I didn’t even know how to answer that question.

“What did you bring?” she asked.

“Some pounded yam and editing ikong soup…as well as jollof rice…just in case you don’t feel like swallowing…”

“Let me have the pounded yam,” she muttered.

“Can I turn the lights on?” I asked, almost afraid of what the answer would be.

“Suit yourself,” she muttered, lying down again.

“Where’s your Mom?” I asked, as I dished the food, grateful I’d had the presence of mind to bring plates and cutlery from home. The last thing I wanted to do was to have to ask her for anything more.

“Home, I suppose. She said I’m depressing her…” she answered drily.

I stole a glance at her. I’ve seen a number of sides of Akunna…annoying, arrogant, condescending, saucy, rude, scheming, conniving…but I have never seen her so deadpan and melancholy.

“So…” she said, with forced enthusiasm which I later realized was sarcasm. “My baby daddy finally married his sugar mummy!”

I set the food down in front of her, determined not to lose my cool. It was understandable for her to be angry, so I decided not to take her comment to heart.

“You’re keeping quiet?” she said, taunting me. “Tell me how it went na! You that lied at work, so you could attend the wedding!”

I inhaled deeply. “It went very well.”

“But is that how it was doing them? Were they so desperate to marry that they couldn’t wait till after her discharge from hospital? Getting married in a common room though!” she remarked, as she ate the food. “Or were they so scared of what danger I could pose? Was she scared that I would win Phillip back?”

I had to bite my tongue from telling her that she was the least of all the considerations that had led to the rushed wedding.

“And there you were…laughing like a clown!” she retorted, giving me a dirty look. “Faith, you are the real definition of slow poison! You’ll be acting all nice and friendly with me, but killing me behind!”

This time, I couldn’t keep silent.

“Why wouldn’t I laugh and be happy at my brother’s wedding?” I asked angrily. “Have I ever given you the impression that I’m anything of supportive of his relationship with Diana? I am showing you love and friendship because you are going to be the mother of his child…not because I’m in your corner in this love triangle. So please…don’t get it twisted!”

“What is going on here?!” came a voice from the door.

My eyes widened, as I recognised that voice. The last thing I needed was yet another confrontation with Akunna’s mom.

“What are you doing? Who brought you that food you’re eating??!” she shrieked at her daughter.

“Faith did…”

Akunna had barely answered the question, when her Mom grabbed the plates, and emptied their contents into the bin.

“You are a big fool!

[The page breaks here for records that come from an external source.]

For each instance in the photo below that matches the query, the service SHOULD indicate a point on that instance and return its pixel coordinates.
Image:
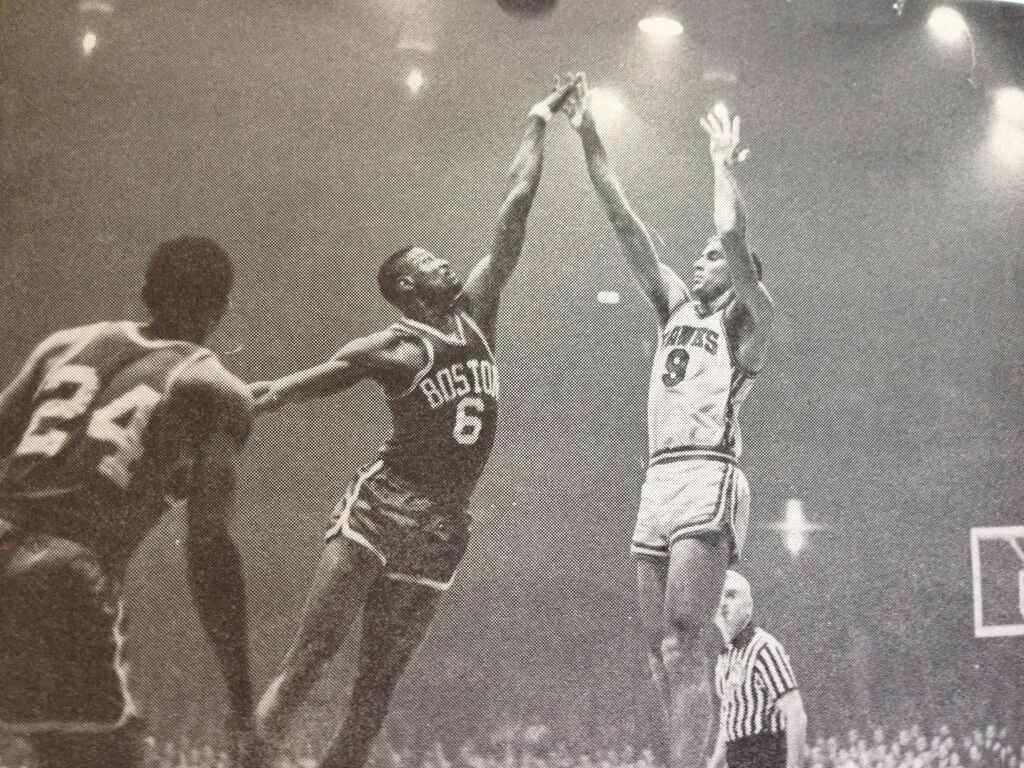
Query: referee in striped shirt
(762, 723)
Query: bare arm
(488, 278)
(730, 221)
(662, 286)
(215, 568)
(792, 707)
(382, 356)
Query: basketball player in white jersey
(695, 501)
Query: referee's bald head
(736, 605)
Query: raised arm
(489, 275)
(384, 356)
(216, 418)
(730, 221)
(659, 284)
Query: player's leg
(61, 654)
(394, 623)
(344, 577)
(693, 586)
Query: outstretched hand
(245, 749)
(577, 105)
(264, 396)
(724, 135)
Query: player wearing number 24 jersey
(695, 502)
(399, 532)
(102, 424)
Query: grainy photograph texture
(511, 384)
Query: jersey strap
(686, 453)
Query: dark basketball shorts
(418, 540)
(61, 663)
(691, 499)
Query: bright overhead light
(415, 81)
(1009, 104)
(1007, 142)
(660, 27)
(947, 25)
(606, 105)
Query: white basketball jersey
(696, 386)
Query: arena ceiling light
(660, 28)
(415, 81)
(948, 26)
(1009, 104)
(89, 41)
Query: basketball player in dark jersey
(401, 528)
(100, 425)
(694, 505)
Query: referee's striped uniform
(751, 675)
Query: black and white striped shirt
(751, 675)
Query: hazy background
(889, 223)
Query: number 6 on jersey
(468, 424)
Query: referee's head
(736, 605)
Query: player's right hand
(577, 105)
(265, 396)
(246, 749)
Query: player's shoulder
(67, 338)
(762, 639)
(203, 373)
(205, 387)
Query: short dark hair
(187, 276)
(390, 271)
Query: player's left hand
(556, 98)
(266, 398)
(724, 135)
(578, 103)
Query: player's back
(91, 465)
(444, 423)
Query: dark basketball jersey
(92, 462)
(444, 422)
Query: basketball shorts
(418, 540)
(691, 499)
(61, 663)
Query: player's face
(735, 606)
(711, 273)
(431, 278)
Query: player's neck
(156, 329)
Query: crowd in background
(911, 747)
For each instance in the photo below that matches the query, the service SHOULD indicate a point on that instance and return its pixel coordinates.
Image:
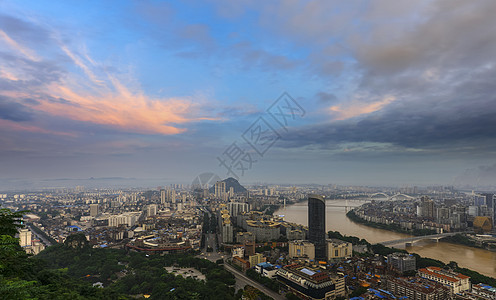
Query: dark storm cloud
(441, 69)
(13, 111)
(464, 112)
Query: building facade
(455, 281)
(338, 250)
(402, 262)
(310, 283)
(301, 249)
(316, 225)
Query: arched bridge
(414, 239)
(391, 197)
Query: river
(482, 261)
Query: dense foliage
(136, 273)
(69, 270)
(270, 283)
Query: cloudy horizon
(386, 93)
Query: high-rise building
(93, 210)
(236, 208)
(151, 210)
(220, 189)
(316, 225)
(427, 207)
(479, 200)
(25, 237)
(163, 196)
(489, 199)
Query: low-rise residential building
(338, 249)
(402, 262)
(301, 249)
(456, 281)
(417, 288)
(244, 264)
(256, 259)
(311, 283)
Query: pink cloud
(103, 99)
(16, 126)
(356, 108)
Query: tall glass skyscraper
(316, 225)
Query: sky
(330, 92)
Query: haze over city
(148, 93)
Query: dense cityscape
(239, 229)
(248, 150)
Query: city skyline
(390, 93)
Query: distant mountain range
(231, 182)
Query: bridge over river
(410, 241)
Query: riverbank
(459, 239)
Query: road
(242, 280)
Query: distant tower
(316, 225)
(220, 189)
(93, 210)
(25, 237)
(163, 196)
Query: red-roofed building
(456, 281)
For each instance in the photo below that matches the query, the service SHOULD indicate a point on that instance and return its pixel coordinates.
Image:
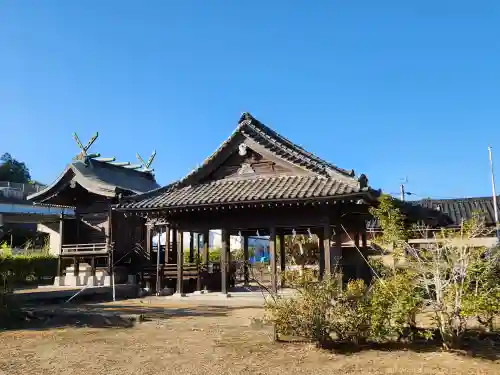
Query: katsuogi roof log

So you mean if I hadn’t come here now, you would have eaten food from this evil family?! Do you know if they are trying to poison you?! Don’t you think they’ll want you out of the way?!!” she screamed.

Akunna licked her fingers. “Mom, you didn’t have to throw the food away! That soup made plenty of sense!”

The woman spouted a few choice words in Ibo, which I assumed were insults directed at her daughter, before she turned to me.

“You better get out of here, before I throw you out!” she shouted. “And carry the rest of your rotten food with you!”

I gently rose to my feet, and made to carry my basket. I kuku don’t know who sent me.

“And tell your brother that we are discharging ourselves from this useless hospital! We don’t need any handouts from your family!”

In unison, Akunna and I exclaimed, “What??!”

The older woman turned to her daughter. “Yes! Your father and I have decided, and it’s final! We don’t need to take anything from this family. Since they feel it is fine for their son to marry another woman, then so be it! We will take care of you ourselves! You are moving back to your Uncle’s hospital!”

“In Isolo?!” I heard myself exclaim.

“What are you still doing here?! Or do you want to take Akunna’s place on that hospital bed?”

I quickly scampered out of the room.

In the car, I sent Phillip a text to tell him what Akunna’s family is planning to do. I hope, for her sake, that they won’t carry out that threat.